New Vulnerability Scanner for API Shield
Cloudflare is launching the Web and API Vulnerability Scanner in open beta, a new dynamic application security testing (DAST) platform available to all API Shield customers. This tool helps development teams proactively identify logic flaws in their APIs before they reach production.
Key Capabilities
The initial release focuses on detecting Broken Object Level Authorization (BOLA) vulnerabilities, one of the most critical API security risks. The scanner works by:
- Building comprehensive API call graphs from your API specifications
- Simulating different user contexts (owner and attacker perspectives)
- Sending real HTTP requests to test these contexts against your endpoints
- Identifying authorization weaknesses and access control flaws
Getting Started
The vulnerability scanner is currently available via the Cloudflare API only.

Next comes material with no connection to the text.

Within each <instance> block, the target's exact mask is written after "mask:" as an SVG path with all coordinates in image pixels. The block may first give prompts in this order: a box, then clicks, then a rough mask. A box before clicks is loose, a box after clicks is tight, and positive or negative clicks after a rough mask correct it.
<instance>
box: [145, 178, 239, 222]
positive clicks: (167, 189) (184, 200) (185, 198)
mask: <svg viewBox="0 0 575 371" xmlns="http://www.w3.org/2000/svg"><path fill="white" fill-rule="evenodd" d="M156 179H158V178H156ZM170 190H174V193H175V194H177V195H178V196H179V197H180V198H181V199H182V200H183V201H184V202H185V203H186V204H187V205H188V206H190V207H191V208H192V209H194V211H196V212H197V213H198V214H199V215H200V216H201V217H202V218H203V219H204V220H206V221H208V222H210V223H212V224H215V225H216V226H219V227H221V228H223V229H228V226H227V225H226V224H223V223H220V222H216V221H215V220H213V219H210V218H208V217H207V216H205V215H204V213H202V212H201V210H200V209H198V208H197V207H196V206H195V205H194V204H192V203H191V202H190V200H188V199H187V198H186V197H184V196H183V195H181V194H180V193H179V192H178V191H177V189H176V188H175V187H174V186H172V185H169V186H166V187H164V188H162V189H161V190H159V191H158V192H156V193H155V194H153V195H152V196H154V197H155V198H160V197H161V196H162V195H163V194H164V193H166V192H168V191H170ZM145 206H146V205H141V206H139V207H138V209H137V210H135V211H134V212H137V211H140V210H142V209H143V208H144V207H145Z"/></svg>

To use it, you'll need to:
- Set up your target environment with owner and attacker credentials
- Upload an OpenAPI specification file with response schemas
- Use the Cloudflare API to initiate scans and retrieve results
This API-first approach is designed for programmatic integration into CI/CD pipelines and security dashboards, enabling continuous security testing as part of your deployment workflow.
What's Next
Dashboard access to the scanner will be available in a future release. For now, teams can integrate the scanner directly into their security tooling and workflows. Refer to the developer documentation to begin scanning your API endpoints.